Herança de Jackie Chan para caridade: não deixará fortuna

Herança de Jackie Chan para caridade: astro planeja destinar fortuna a fundações, não ao filho, com impactos fiscais e filantropia.

Quem acompanha as fofocas do cinema já ouviu falar da herança de Jackie Chan para caridade. O astro de ação, cuja fortuna excede centenas de milhões, afirma que não deixará sua riqueza para o filho. Em vez disso, ele planeja destinar grande parte do patrimônio a instituições beneficentes, com o objetivo de financiar projetos sociais de longo prazo. O movimento surpreende pela restrição ao herdeiro e pela adoção de um modelo de doação estruturado através de fundações criadas pelo próprio artista.

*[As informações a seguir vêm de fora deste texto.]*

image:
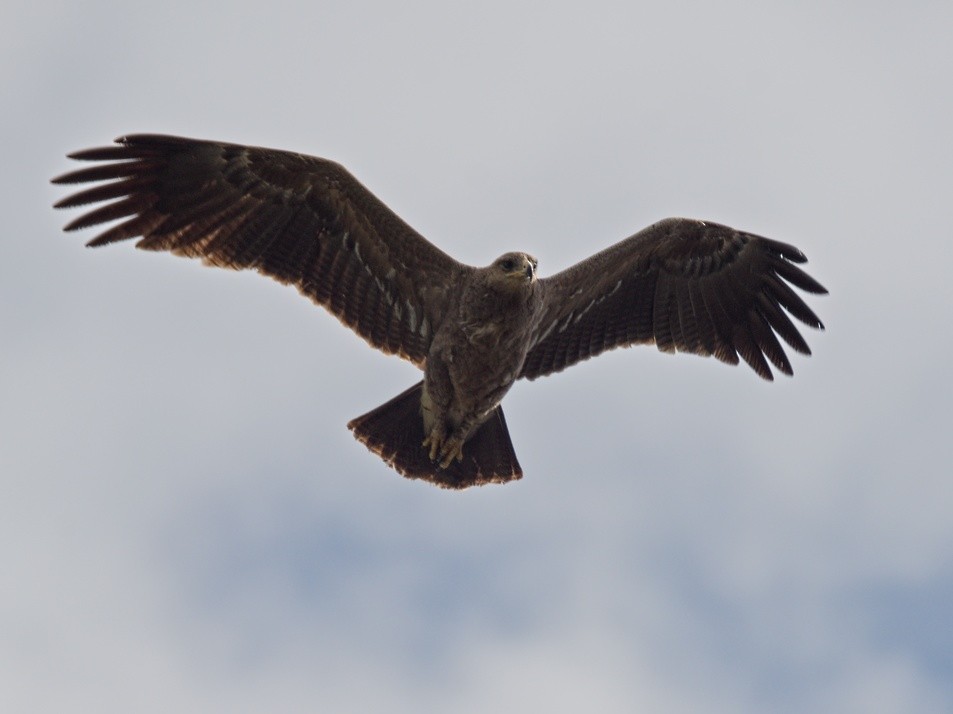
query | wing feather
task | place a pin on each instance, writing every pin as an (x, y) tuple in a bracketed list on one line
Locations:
[(299, 219), (687, 286)]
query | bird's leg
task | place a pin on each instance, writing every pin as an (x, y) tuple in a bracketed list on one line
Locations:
[(436, 439), (434, 403)]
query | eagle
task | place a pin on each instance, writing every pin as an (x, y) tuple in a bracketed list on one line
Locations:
[(686, 285)]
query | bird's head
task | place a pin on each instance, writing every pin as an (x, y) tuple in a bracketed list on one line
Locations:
[(517, 267)]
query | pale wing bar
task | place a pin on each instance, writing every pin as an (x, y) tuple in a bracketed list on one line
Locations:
[(688, 286), (299, 219)]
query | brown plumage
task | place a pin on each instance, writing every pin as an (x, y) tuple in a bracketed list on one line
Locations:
[(686, 285)]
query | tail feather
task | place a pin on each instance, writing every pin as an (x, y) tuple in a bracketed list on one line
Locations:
[(395, 432)]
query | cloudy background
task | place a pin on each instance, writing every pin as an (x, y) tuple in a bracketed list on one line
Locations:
[(187, 525)]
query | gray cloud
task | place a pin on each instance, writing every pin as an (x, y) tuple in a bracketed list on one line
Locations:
[(188, 525)]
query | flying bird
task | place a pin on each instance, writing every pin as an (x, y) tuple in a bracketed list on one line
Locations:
[(686, 285)]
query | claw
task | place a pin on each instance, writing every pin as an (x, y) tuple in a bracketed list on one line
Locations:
[(435, 441)]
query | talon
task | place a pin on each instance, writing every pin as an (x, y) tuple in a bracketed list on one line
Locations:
[(435, 441), (452, 449)]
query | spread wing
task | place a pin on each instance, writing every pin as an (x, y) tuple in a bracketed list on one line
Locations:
[(299, 219), (688, 286)]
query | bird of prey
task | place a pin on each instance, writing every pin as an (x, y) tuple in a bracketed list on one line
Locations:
[(686, 285)]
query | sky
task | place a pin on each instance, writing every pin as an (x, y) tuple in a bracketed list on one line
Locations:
[(187, 525)]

A maior parte dos recursos, segundo as informações, seria direcionada à Charitable Foundation, criada pelo ator para financiar projetos sociais. Chan mantém a convicção de que cada pessoa deve construir sua própria trajetória financeira, e afirma que, se Jaycee Chan for capaz, poderá fazer sua própria fortuna.

O comentário de Chan já havia sido mencionado anteriormente, mas o tema voltou à tona com seu próximo aniversário. Ele completa 72 anos no mês de abril e participou de eventos públicos ligados à cultura e ao esporte, como carregar a tocha olímpica por Pompeia para a edição Milão-Cortina 2026.

Entre seus familiares, Jaycee Chan, de 44 anos, é filho de Joan Lin, com quem o astro é casado desde 1982. Chan também é pai de Etta Ng Chok Lam, 26, de uma relação anterior com Elaine Ng Yi-Lei, cuja relação com o pai ficou marcada por tensão entre família e imprensa.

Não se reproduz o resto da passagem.